Fascinating in Leiris’ description of the sacred in everyday life is how comfortably the sacred coexists with the taboo, the forbidden, and the illicit, from the bathroom where he and his brothers shared sexual secrets to the racetrack, the transgressive. In pondering the act of transgression and its relationship to the sacred, must we transgress the rational in order to entertain the world of the sacred? Is the very act of transgression, in the sense of hubristic overstepping, a kind of sacred act, an alchemy that can instantly turn the everyday into the sacred? At very least, transgression and the sacred intertwine in the mundane, sustaining and empowering each other.
Nowhere, for me, is this more present than in a four mile track in Stony Point, NY, a suburb known for, among other things, revolutionary battles, the short-lived home of John Cage and reputable regional theater. Though the smallest town, in the smallest county in New York, I would learn all these facts about Stony Point only after I left Rockland county. Growing up, the town was an isolated suburb, flanked by a strip of grocery stores on one side, and, on the other side, a backwoods of homes where people would raise a farm animal for eventual consumption behind their back porches. By age 14, without a drivers’ license, the isolation could be insufferable, knowing I would have to drag my sole parent out of her daily work routine to transport me across the county to friends.
That was why a stretch of land became so important. It was, I believe, exactly 4.12 miles to my best friend’s, Liam’s, house, who was also a Stony Point native. The path along Willow Grove road led past soccer fields and the Palisades Parkway directly to his house. It was easy to navigate, a twenty-five minute bike ride uphill or as little as a twelve minute ride (that only happened once) from his place to mine. Often, however, Li and I would meet somewhere in the middle, divvying up the travel time alone so we could walk and talk together. A thirty minute trek, unmonitored by parents, was a perfect sort of freedom, oblivious to cars on the highway, unencumbered of obligation and unconscious even of time itself. Hours could be easily lost in these strolls up and down a completely inhospitable stretch of asphalt, devoid of a shoulder or sidewalk, during which we would often argue about whether walking with or against traffic was illegal.

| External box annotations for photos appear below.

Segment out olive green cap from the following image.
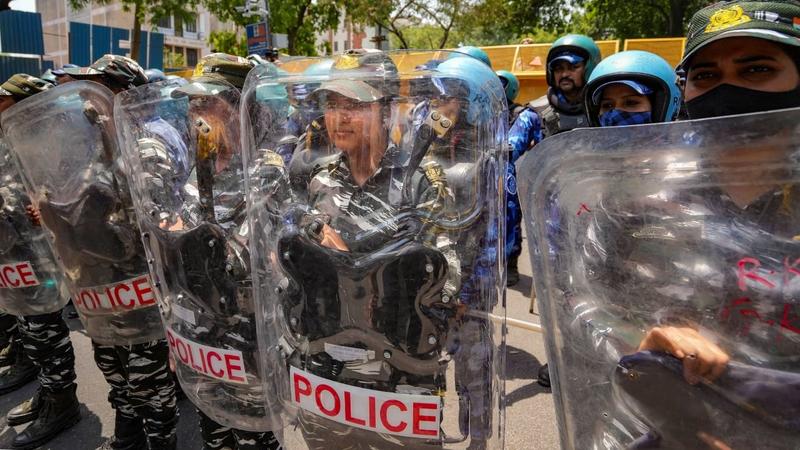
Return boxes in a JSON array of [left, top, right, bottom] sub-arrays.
[[678, 0, 800, 69], [0, 73, 53, 100]]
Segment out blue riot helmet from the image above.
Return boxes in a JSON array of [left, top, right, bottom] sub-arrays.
[[584, 50, 681, 126], [448, 45, 492, 67], [433, 54, 505, 125], [292, 59, 333, 102], [144, 69, 167, 83], [495, 70, 519, 105]]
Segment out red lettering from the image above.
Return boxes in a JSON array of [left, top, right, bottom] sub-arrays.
[[225, 355, 244, 381], [344, 392, 367, 427], [294, 374, 311, 403], [314, 384, 342, 417], [3, 266, 19, 287], [167, 328, 175, 353], [208, 351, 225, 378], [781, 305, 800, 334], [381, 400, 408, 433], [411, 403, 439, 436], [17, 263, 39, 286], [189, 343, 205, 373], [89, 291, 103, 309], [369, 395, 378, 428], [133, 275, 156, 305], [114, 283, 136, 308], [175, 340, 189, 366], [738, 257, 775, 292], [103, 287, 122, 310]]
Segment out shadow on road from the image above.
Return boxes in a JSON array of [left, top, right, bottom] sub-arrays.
[[505, 346, 550, 407]]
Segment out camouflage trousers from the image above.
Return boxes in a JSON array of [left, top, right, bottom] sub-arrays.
[[0, 313, 19, 348], [0, 310, 75, 392], [197, 409, 281, 450], [92, 339, 178, 449], [17, 310, 75, 392]]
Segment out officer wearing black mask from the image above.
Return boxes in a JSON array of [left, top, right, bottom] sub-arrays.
[[679, 0, 800, 119]]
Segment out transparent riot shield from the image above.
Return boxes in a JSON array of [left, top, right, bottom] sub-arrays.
[[242, 51, 507, 449], [115, 79, 282, 431], [2, 81, 164, 345], [0, 131, 69, 316], [518, 110, 800, 449]]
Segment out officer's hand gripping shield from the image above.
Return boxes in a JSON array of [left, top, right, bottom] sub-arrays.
[[115, 78, 282, 431], [3, 81, 164, 345], [0, 131, 69, 316], [242, 52, 506, 448], [519, 110, 800, 449]]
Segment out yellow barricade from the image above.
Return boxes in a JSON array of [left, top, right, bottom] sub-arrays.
[[625, 38, 686, 67]]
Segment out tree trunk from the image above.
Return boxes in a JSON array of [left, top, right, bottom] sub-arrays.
[[131, 2, 146, 63], [667, 0, 687, 37]]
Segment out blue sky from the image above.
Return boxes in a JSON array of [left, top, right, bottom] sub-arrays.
[[11, 0, 36, 11]]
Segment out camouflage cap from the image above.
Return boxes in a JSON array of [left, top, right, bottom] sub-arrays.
[[0, 73, 53, 100], [63, 54, 147, 89], [312, 48, 399, 102], [678, 0, 800, 68], [192, 53, 253, 90]]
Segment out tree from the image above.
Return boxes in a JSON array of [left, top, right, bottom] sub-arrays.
[[69, 0, 198, 60], [203, 0, 346, 55], [578, 0, 709, 39]]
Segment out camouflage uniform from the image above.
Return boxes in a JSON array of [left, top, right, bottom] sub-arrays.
[[197, 409, 282, 450], [92, 339, 178, 449], [17, 310, 76, 392]]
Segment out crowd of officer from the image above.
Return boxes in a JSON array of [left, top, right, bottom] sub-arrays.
[[0, 0, 800, 449]]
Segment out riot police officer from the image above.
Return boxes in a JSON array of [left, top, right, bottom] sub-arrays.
[[0, 74, 80, 448], [530, 34, 601, 137], [117, 53, 286, 450], [248, 50, 507, 448]]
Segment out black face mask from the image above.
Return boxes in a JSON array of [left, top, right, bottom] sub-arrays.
[[686, 84, 800, 119]]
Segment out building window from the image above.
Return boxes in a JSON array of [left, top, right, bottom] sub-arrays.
[[157, 16, 172, 28], [183, 17, 197, 33], [186, 48, 198, 67]]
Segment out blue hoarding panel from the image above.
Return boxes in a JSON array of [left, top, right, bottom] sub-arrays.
[[69, 22, 92, 67], [111, 28, 131, 55], [92, 25, 111, 61], [0, 55, 43, 81], [148, 33, 164, 70], [0, 10, 44, 55]]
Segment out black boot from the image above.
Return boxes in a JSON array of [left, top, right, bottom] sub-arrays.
[[97, 412, 147, 450], [11, 385, 81, 450], [506, 258, 519, 287], [0, 343, 39, 395], [6, 386, 44, 427], [0, 343, 17, 367], [536, 364, 550, 387]]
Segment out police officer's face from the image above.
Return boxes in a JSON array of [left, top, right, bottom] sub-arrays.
[[0, 95, 16, 113], [552, 60, 586, 94], [325, 94, 385, 156], [599, 84, 653, 115], [684, 37, 800, 102]]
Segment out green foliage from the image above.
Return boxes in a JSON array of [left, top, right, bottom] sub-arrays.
[[164, 48, 186, 68], [575, 0, 709, 39], [208, 31, 247, 56]]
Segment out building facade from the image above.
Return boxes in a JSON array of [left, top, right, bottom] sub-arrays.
[[316, 14, 389, 55], [36, 0, 234, 67]]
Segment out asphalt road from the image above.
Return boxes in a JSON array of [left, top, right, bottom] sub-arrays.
[[0, 236, 558, 450]]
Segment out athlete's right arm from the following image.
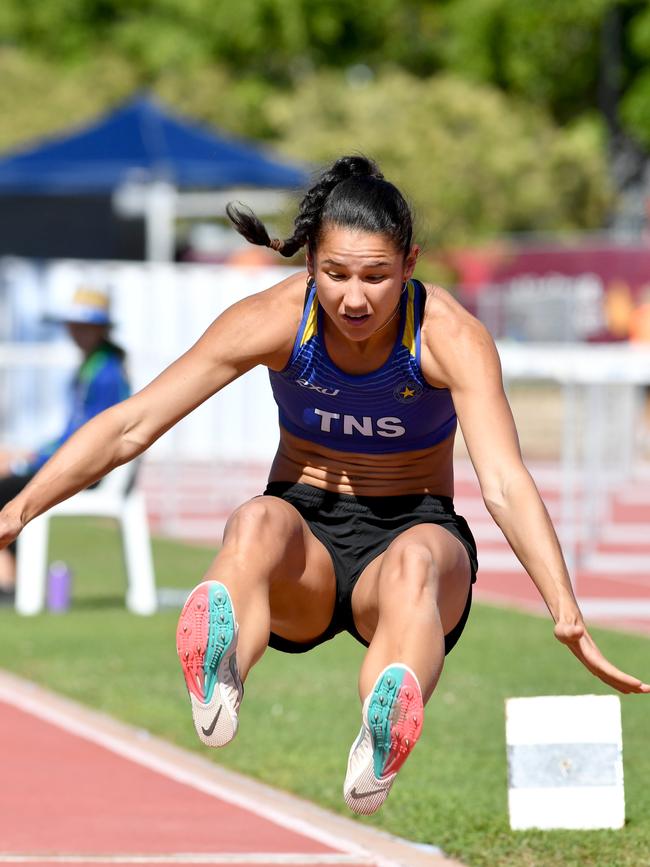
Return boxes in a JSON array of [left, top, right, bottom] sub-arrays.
[[0, 275, 305, 548]]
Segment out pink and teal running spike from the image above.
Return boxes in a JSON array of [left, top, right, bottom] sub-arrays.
[[367, 664, 424, 780], [176, 581, 235, 704]]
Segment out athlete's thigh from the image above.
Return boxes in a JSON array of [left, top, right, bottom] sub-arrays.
[[220, 495, 336, 641], [352, 524, 471, 641]]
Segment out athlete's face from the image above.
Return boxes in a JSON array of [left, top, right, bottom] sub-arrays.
[[307, 226, 419, 341]]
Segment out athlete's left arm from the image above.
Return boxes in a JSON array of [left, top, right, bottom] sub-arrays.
[[423, 301, 650, 693]]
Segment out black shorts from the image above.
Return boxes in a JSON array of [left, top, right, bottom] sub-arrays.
[[264, 482, 478, 653]]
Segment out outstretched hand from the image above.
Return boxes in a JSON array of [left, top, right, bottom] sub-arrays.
[[554, 623, 650, 695], [0, 511, 23, 550]]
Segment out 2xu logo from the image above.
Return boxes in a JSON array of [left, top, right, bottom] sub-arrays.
[[296, 379, 340, 397]]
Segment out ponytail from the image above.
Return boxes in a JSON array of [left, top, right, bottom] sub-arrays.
[[226, 156, 412, 257]]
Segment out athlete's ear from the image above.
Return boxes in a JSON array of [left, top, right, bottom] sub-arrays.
[[404, 244, 420, 280]]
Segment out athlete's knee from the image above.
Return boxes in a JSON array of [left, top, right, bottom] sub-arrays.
[[224, 497, 290, 546], [379, 539, 439, 599]]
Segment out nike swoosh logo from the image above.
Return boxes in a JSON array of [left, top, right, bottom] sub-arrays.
[[201, 705, 223, 738], [350, 786, 390, 801]]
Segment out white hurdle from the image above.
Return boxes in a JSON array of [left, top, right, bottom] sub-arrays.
[[506, 695, 625, 831]]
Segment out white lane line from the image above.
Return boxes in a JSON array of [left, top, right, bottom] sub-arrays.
[[0, 852, 377, 867], [0, 682, 384, 867]]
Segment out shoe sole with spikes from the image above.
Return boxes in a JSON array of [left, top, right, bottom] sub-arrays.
[[343, 664, 424, 815], [176, 581, 243, 747]]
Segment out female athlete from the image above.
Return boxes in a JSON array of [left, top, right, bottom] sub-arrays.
[[0, 157, 650, 813]]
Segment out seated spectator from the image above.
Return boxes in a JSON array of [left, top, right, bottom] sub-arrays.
[[0, 286, 130, 602]]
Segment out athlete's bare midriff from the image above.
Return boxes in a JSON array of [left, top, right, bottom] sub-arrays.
[[269, 428, 454, 497]]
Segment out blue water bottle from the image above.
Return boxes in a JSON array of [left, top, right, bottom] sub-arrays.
[[47, 560, 72, 614]]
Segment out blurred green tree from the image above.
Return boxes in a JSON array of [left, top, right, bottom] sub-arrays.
[[268, 71, 611, 244]]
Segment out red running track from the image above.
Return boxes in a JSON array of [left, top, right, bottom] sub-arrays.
[[0, 671, 451, 867], [0, 672, 460, 867]]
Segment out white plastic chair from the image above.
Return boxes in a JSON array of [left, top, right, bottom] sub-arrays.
[[16, 461, 157, 614]]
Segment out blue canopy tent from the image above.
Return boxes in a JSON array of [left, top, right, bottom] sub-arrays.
[[0, 97, 307, 259]]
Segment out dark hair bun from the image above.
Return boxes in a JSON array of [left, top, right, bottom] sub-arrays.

And yet this ritual, this 4.12 mile journey, is very sacred to me. Rather than recalling details of conversation, it is the physical environment that I remember in detail: the flock of Canadian geese that often navigated up and down the hills of Letchworth Village, the large Star of David on the asylum’s temple, the barren and decrepit sports’ fields, which years later would be completely renovated, the shiver I felt passing through an underpass of the Palisades, the little brook near it that fed into the backyards of ramshackle houses/trailers along the street, which eventually wound uphill to a mountain and woods. At that point, I knew I was only minutes from Li’s house. Finally, there was the slope of his potholed driveway, a steep ascent which my mother’s car couldn’t maneuver in the winter. Can the sacred emanate from such places, the journey emerge as ritual, solidified over four years and through puberty, and fuse into my very being?
Or perhaps what gave the excursion such meaning, what changed it from routine to the sacred was a moment of transgression, a single instance that unraveled the experience completely. It must have been two years after we began our walks that Liam directed me from the road to see something. He and his brothers had discovered it while mountain biking around the great hill against which his house was nestled, the very knoll that for me indicated my proximity to Liam’s home. He was convinced it had been left by a group of teenagers who would crisscross the hill on ATVs.
Standing in front of me was an ordinary metal telephone pole, still obviously in use, spanning at least fifty feet into the air. Around its base was scrawled black graffiti, not unusual in my neighborhood. I probably wouldn’t have given it a second glance were it not for the deer bones. Scattered around the pole’s base were hundreds of bone fragments, most around two inches in length, some distinguishable as parts of deer bodies. The sheer number of bones brought attention to the base of the pole and the shocking pronouncements sprayed on it. I couldn’t read everything, but I could see swastikas. For two Jewish boys, in a very Jewish county, the idea of a Neo-Nazi shrine, as Li and I would refer to it, was completely shocking. This loss of innocence and transgression into our childhood, in which the power we had exerted over our four mile trail to visit each other, a route of freedom, which conferred upon us mobility and independence, suddenly rescripted our relationship and exposed the potential dangers of our voyage.
From that moment on, the journey no longer represented the same carefree movement it once had. Through that transgression, it acquired a potent new power, a danger and taboo that didn’t transform the activity, but created a new set of meanings around it. Perhaps this is a kind of vernacular sacred, where everyday rituals and acts remain exactly as they are, but their meanings become sacred, or more sacred, through simple acts of transgression.